I've paid the personal income tax on the grant money, will send a confirmation from the Inland Revenue on request.
Learning
editWhat are the challenges
editWhat challenges or obstacles have you encountered? What will you do differently going forward? Please list these as short bullet points.
- Not understanding the Grant workflow! I was waiting for reviews when I should have worked on achieving my goal instead. After having lots of detailed conversations about the Grant I felt a little like I'm being abandoned due to some complications. In my 'home community' (Russian Wikipedia) each technical change is heavily discussed in fine detail, so if nobody talks about it, no one is interested in it...
- My time estimate was wrong, since February I've only been spending less time on development then expected, and support of new massive long-term editathons in RuWiki and other language editions took more time than I expected (created 19 editathons that sometimes needed my help in adding articles: in total, I've added over 5,600 articles...)
What is working well
editWhat have you found works best so far? To help spread successful strategies so that they can be of use to others in the movement, rather than writing lots of text here, we'd like you to share your finding in the form of a link to a learning pattern.
- Grants:Learning patterns/Edit-a-thon worklists -- a couple of examples
- Question: I'd love to help out with Grants:Learning patterns/How to prepare and plan for Online Edit-a-thons, I have plenty of relevant experience. Whom should I talk to in order to complete an existing pattern that hasn't been finished?
Next steps and opportunities
editWhat are the next steps and opportunities you’ll be focusing on for the second half of your project? Please list these as short bullet points. If you're considering applying for a 6-month renewal of this grant at the end of your project, please also mention this here.

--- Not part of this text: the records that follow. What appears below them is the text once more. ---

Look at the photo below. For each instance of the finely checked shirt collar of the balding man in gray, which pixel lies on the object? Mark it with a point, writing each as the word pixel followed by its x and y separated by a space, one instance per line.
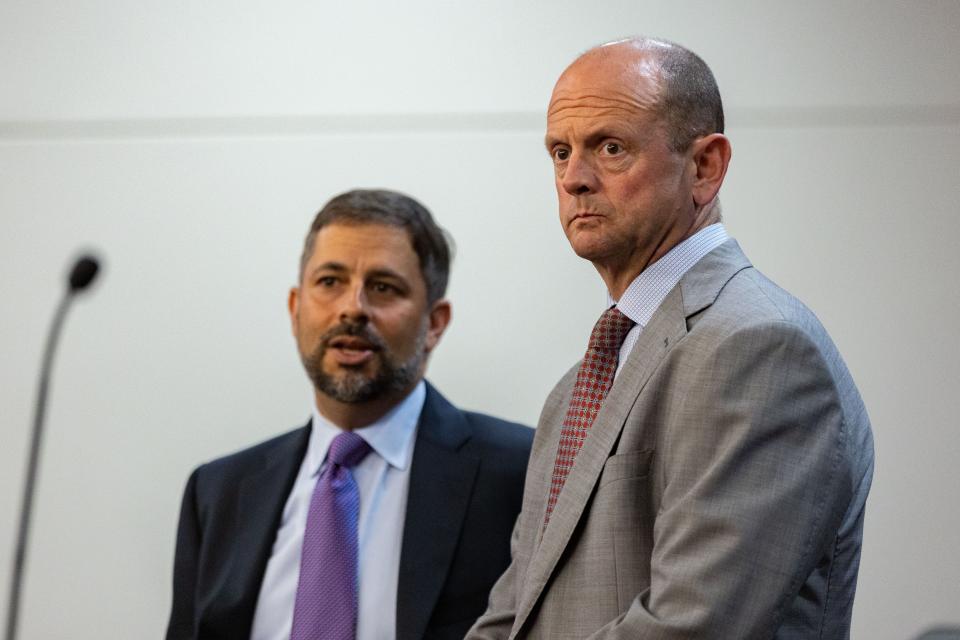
pixel 648 289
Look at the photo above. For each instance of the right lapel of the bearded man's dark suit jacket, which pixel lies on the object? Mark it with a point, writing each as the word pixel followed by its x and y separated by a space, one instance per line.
pixel 441 482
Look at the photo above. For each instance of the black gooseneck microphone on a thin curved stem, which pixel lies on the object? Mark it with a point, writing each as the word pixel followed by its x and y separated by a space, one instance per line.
pixel 83 273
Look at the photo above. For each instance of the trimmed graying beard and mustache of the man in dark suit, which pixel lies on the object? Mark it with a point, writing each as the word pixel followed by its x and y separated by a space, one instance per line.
pixel 353 387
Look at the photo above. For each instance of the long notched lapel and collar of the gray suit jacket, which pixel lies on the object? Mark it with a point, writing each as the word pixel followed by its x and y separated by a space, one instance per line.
pixel 696 291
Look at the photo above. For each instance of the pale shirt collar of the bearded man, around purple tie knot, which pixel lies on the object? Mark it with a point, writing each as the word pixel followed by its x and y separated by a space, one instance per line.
pixel 391 437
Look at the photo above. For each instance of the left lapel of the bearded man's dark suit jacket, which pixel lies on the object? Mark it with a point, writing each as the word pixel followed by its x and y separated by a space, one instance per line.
pixel 260 500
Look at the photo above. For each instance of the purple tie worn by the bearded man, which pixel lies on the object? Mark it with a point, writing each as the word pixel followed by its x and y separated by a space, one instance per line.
pixel 326 604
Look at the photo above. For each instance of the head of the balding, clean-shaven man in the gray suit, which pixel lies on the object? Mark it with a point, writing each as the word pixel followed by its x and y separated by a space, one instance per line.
pixel 634 133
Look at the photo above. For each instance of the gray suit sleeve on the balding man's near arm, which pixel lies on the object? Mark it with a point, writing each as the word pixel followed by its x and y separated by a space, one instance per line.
pixel 753 490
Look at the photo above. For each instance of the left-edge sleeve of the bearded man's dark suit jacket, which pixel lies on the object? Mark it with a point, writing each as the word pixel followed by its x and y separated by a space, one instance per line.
pixel 182 614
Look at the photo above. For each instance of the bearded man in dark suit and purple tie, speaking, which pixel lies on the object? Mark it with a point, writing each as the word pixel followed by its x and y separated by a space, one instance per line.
pixel 389 514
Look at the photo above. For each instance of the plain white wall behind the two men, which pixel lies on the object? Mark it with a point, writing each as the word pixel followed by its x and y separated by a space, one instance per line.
pixel 192 142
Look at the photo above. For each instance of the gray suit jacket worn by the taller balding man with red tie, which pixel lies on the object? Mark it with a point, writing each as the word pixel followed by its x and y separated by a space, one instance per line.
pixel 720 492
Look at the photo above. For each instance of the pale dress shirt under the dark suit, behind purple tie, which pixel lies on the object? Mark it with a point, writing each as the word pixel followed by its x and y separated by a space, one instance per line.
pixel 383 478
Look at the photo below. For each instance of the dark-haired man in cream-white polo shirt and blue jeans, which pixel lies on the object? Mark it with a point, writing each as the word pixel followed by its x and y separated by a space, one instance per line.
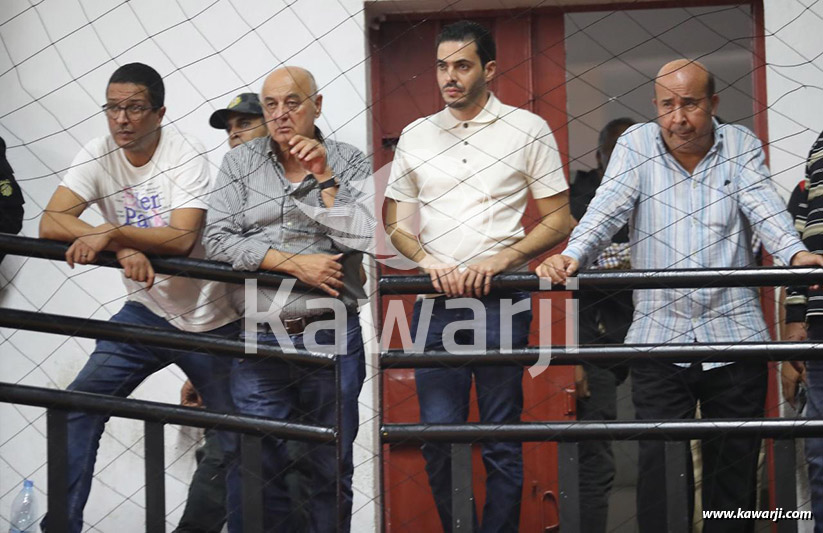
pixel 467 172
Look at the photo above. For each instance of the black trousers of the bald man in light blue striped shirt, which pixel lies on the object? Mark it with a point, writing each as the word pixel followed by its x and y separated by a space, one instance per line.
pixel 667 391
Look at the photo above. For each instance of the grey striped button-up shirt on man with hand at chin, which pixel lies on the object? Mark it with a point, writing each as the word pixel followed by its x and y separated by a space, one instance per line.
pixel 254 208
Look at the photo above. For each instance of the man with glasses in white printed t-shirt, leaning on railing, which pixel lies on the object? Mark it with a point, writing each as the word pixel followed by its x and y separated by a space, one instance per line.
pixel 151 187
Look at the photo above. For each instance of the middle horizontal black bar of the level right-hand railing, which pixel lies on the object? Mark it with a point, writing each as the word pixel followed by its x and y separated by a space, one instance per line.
pixel 611 354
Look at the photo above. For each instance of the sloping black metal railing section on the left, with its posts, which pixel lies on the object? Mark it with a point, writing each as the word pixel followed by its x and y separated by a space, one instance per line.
pixel 155 415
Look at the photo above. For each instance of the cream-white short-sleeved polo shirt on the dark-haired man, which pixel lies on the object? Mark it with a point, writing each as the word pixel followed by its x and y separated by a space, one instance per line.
pixel 470 179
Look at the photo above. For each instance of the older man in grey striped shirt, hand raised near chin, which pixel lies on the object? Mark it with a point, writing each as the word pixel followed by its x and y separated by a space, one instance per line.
pixel 284 203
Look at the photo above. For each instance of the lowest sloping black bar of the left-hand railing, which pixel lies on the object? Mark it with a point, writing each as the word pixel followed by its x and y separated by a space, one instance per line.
pixel 162 412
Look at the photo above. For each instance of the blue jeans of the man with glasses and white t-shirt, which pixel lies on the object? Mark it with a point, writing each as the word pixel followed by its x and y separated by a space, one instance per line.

- The edit-a-thon calendar and edit-a-thon list filter features are almost ready, I'm planning to deploy them for testing soon.
- The rest of features are coming in a timely manner :-)
Grantee reflection
editWe’d love to hear any thoughts you have on how the experience of being an grantee has been so far. What is one thing that surprised you, or that you particularly enjoyed from the past 3 months?
- It is a lovely experience! I'm spending my time improving things that help WMF projects to gather as much knowledge as possible, it's a fantastic feeling. I enjoyed seeing the Fountain as an example of a funded project in an email broadcast about the Grants, and I love to see how the committee is open to change, taking every opportunity to improve the flow and user's experiences.